In today’s apparently civilised society it is no longer acceptable to pepper conversations with casual racism. Where that reflex exists, it must be contained, or at the very least buried within rhetoric about immigration and terrorism.

But there is a glaring exception - one ethnic minority that remains fair game.

“Gyppo”. “Pikey”. They’re not pleasant words, but they’ll hardly have you run out of polite society. They don’t elicit the same outrage that other racial slurs do. In all likelihood, many people use them without even realising that they are racial slurs.

Most pupils leave school knowing about the genocide of the Jews in the Second World War. But what do they know of the equally brutal treatment of the Roma? They too were deemed “lives unworthy of life” according to warped Nazi ideology. They too were targeted for extermination. They too suffered huge casualties - perhaps half their entire population in Europe.

In Bury Me Standing, Isabel Fonseca’s magnificent study of the Roma, she refers to their singling out by the Nazis as “just another episode in a more or less continuous narrative of persecution”. After centuries of mistreatment, many Roma are deeply suspicious of others - and that allows prejudice to breed.

Roma typically prefer each other’s company to venturing into what they perceive as a dangerous outside world, limiting the interactions with others that are the most powerful antidote to sweeping racial generalisations.

It will come as a surprise to most Scots that up to 4,000 Roma people may be living in one part of Glasgow (see pages 18-20). There, too, they rarely leave their tightly knit communities.

And, as elsewhere, the Roma’s levels of education are abject. Their children typically appear sporadically at school and do far worse than other Glasgow pupils. The reasons are complex, but a historical fear of authority and the differing aspirations within their patriarchal and self-contained communities offer partial explanations.

But something is happening in Glasgow.
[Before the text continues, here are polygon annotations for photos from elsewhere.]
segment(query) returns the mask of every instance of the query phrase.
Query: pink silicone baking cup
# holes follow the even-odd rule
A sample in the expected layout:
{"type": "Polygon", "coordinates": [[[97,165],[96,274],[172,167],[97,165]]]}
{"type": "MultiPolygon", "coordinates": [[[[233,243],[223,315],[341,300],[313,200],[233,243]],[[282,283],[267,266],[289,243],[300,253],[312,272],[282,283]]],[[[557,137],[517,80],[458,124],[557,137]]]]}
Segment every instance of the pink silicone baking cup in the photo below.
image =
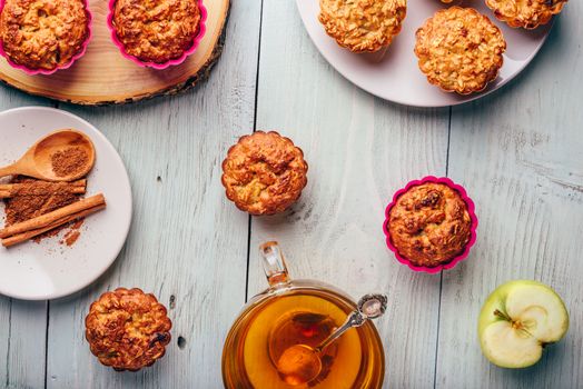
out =
{"type": "Polygon", "coordinates": [[[395,196],[393,196],[393,201],[387,206],[387,208],[385,210],[385,222],[383,223],[383,231],[385,232],[387,247],[388,247],[388,249],[391,251],[393,251],[395,253],[395,257],[397,258],[397,260],[401,263],[408,266],[411,270],[428,272],[428,273],[437,273],[437,272],[439,272],[442,270],[452,269],[457,263],[460,263],[461,261],[466,259],[467,255],[470,253],[470,249],[476,242],[476,229],[477,229],[477,218],[476,218],[476,213],[475,213],[474,201],[472,201],[472,199],[470,197],[467,197],[467,192],[465,191],[465,189],[462,186],[458,186],[457,183],[454,183],[454,181],[452,181],[448,178],[445,178],[445,177],[437,178],[437,177],[433,177],[433,176],[428,176],[428,177],[422,178],[421,180],[411,181],[409,183],[407,183],[407,186],[405,188],[398,190],[395,193],[395,196]],[[467,212],[470,213],[470,218],[472,219],[471,237],[470,237],[470,241],[465,246],[464,252],[462,252],[460,256],[455,257],[452,261],[449,261],[447,263],[444,263],[444,265],[439,265],[439,266],[433,267],[433,268],[428,268],[428,267],[425,267],[425,266],[416,266],[416,265],[412,263],[407,258],[401,256],[398,250],[397,250],[397,248],[393,245],[393,241],[391,240],[391,235],[388,233],[388,225],[391,222],[391,220],[389,220],[391,219],[391,210],[393,209],[393,207],[397,202],[398,198],[403,193],[407,192],[411,188],[421,186],[421,184],[423,184],[425,182],[443,183],[443,184],[446,184],[449,188],[454,189],[455,191],[457,191],[460,193],[460,196],[462,196],[462,199],[464,200],[464,202],[467,205],[467,212]]]}
{"type": "Polygon", "coordinates": [[[198,48],[198,44],[200,43],[200,41],[205,37],[205,33],[207,32],[207,26],[205,23],[207,21],[207,9],[202,4],[202,0],[198,0],[198,9],[200,10],[200,22],[198,23],[198,34],[195,37],[195,40],[192,41],[192,46],[190,47],[190,49],[186,50],[182,53],[182,56],[180,56],[180,58],[169,60],[168,62],[164,62],[164,63],[144,62],[144,61],[140,61],[138,58],[128,54],[126,52],[126,48],[118,39],[116,27],[113,26],[113,9],[116,6],[116,2],[117,0],[109,0],[109,14],[107,16],[107,26],[109,28],[109,31],[111,32],[111,40],[113,41],[113,43],[116,43],[119,51],[121,52],[121,54],[125,58],[129,59],[130,61],[132,61],[134,63],[142,68],[152,68],[157,70],[162,70],[168,67],[174,67],[174,66],[182,63],[187,59],[188,56],[190,56],[191,53],[196,51],[196,49],[198,48]]]}
{"type": "MultiPolygon", "coordinates": [[[[4,10],[6,1],[7,0],[0,0],[0,13],[2,13],[2,11],[4,10]]],[[[82,0],[82,1],[83,1],[83,4],[85,4],[85,13],[87,14],[87,29],[89,31],[87,33],[87,38],[85,39],[83,44],[81,46],[81,50],[79,50],[79,52],[77,54],[75,54],[73,58],[71,58],[71,60],[69,62],[67,62],[66,64],[57,67],[57,68],[55,68],[52,70],[46,70],[46,69],[30,69],[30,68],[27,68],[23,64],[14,63],[8,57],[8,54],[6,53],[4,44],[3,44],[3,41],[1,39],[0,39],[0,56],[4,57],[6,60],[8,61],[8,63],[12,68],[22,70],[23,72],[26,72],[29,76],[37,76],[37,74],[46,74],[46,76],[48,76],[48,74],[52,74],[52,73],[55,73],[56,71],[59,71],[59,70],[69,69],[75,63],[75,61],[77,61],[79,58],[85,56],[85,52],[87,51],[87,47],[89,46],[89,41],[91,40],[91,37],[93,36],[93,29],[92,29],[93,14],[89,10],[88,0],[82,0]]]]}

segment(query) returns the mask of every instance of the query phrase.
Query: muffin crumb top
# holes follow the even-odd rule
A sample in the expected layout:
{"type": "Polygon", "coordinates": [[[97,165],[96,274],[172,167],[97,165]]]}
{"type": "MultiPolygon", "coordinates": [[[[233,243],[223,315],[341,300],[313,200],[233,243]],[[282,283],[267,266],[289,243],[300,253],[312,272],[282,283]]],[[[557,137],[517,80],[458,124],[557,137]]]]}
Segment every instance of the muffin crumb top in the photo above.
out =
{"type": "Polygon", "coordinates": [[[486,0],[496,18],[511,27],[534,29],[561,12],[567,0],[486,0]]]}
{"type": "Polygon", "coordinates": [[[223,162],[227,198],[251,215],[273,215],[294,203],[307,183],[304,153],[279,133],[257,131],[233,146],[223,162]]]}
{"type": "Polygon", "coordinates": [[[412,187],[399,196],[387,227],[401,256],[429,268],[460,256],[472,235],[472,219],[462,196],[434,182],[412,187]]]}
{"type": "Polygon", "coordinates": [[[91,305],[86,338],[101,363],[136,371],[164,356],[171,327],[166,308],[154,295],[118,288],[91,305]]]}
{"type": "Polygon", "coordinates": [[[82,0],[7,0],[0,39],[12,62],[53,70],[82,50],[89,37],[88,19],[82,0]]]}
{"type": "Polygon", "coordinates": [[[117,0],[112,24],[126,53],[164,63],[190,49],[199,31],[197,0],[117,0]]]}
{"type": "Polygon", "coordinates": [[[506,41],[502,31],[472,8],[437,11],[417,30],[415,54],[427,80],[445,91],[468,94],[496,79],[506,41]]]}
{"type": "Polygon", "coordinates": [[[319,21],[328,36],[354,52],[387,47],[401,32],[406,0],[320,0],[319,21]]]}

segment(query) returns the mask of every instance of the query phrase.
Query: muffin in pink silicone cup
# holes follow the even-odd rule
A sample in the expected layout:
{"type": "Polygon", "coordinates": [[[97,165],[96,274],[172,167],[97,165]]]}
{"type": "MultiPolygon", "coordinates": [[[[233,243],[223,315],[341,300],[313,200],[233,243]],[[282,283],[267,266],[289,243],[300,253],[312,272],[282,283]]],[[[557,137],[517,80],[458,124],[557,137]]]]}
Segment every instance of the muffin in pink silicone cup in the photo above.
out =
{"type": "Polygon", "coordinates": [[[451,269],[476,241],[474,202],[448,178],[411,181],[395,193],[385,217],[388,248],[415,271],[451,269]]]}
{"type": "Polygon", "coordinates": [[[121,54],[166,69],[195,52],[206,32],[202,0],[110,0],[108,27],[121,54]]]}
{"type": "Polygon", "coordinates": [[[91,20],[86,0],[0,0],[0,54],[29,74],[52,74],[85,54],[91,20]]]}

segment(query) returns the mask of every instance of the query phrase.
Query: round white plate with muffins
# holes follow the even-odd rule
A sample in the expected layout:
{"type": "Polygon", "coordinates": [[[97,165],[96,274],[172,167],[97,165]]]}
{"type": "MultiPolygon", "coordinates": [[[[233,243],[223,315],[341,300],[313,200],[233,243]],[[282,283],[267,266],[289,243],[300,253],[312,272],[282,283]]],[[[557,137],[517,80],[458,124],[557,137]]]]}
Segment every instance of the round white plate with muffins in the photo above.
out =
{"type": "Polygon", "coordinates": [[[536,56],[565,2],[552,0],[561,4],[546,9],[549,1],[534,0],[545,9],[508,16],[505,1],[491,0],[501,8],[493,10],[485,0],[296,0],[314,44],[340,74],[415,107],[461,104],[511,81],[536,56]]]}
{"type": "MultiPolygon", "coordinates": [[[[131,188],[123,162],[107,138],[87,121],[62,110],[26,107],[0,112],[0,166],[14,162],[36,141],[61,129],[85,133],[95,147],[95,166],[86,177],[85,198],[105,196],[106,209],[87,216],[72,229],[49,233],[40,241],[27,240],[4,248],[0,245],[0,293],[22,300],[47,300],[71,295],[97,280],[116,260],[131,222],[131,188]],[[69,240],[69,237],[73,237],[69,240]]],[[[27,178],[23,178],[27,179],[27,178]]],[[[11,177],[0,179],[7,184],[11,177]]],[[[19,213],[45,210],[65,197],[49,193],[18,207],[19,213]]],[[[23,202],[28,200],[23,199],[23,202]]],[[[7,203],[0,199],[0,228],[8,219],[7,203]]],[[[58,205],[61,207],[61,205],[58,205]]],[[[43,215],[43,212],[40,212],[43,215]]],[[[33,215],[36,216],[36,215],[33,215]]],[[[29,218],[26,218],[29,219],[29,218]]],[[[75,225],[75,223],[73,223],[75,225]]]]}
School is providing a gateway to services, cinemas and swimming pools. Girls are seeing futures for themselves that their mothers never did. Families are starting to view Scotland as a home, not as a staging post.

Problems remain, but schools in Glasgow - notably the remarkable Annette Street Primary, where nearly three-quarters of pupils are Roma - and associated services may be achieving something of considerable note.

In some countries Roma people are accustomed to having their children streamed, usually unnecessarily, into special schools. They are used to being treated as deficient, even by those whose intentions are benign.

The day-to-day work of gaining trust, of showing these families that school can help, is painstaking but the unifying principle in Glasgow is simple. Here, Roma families experience something that their forebears may never have known: acceptance.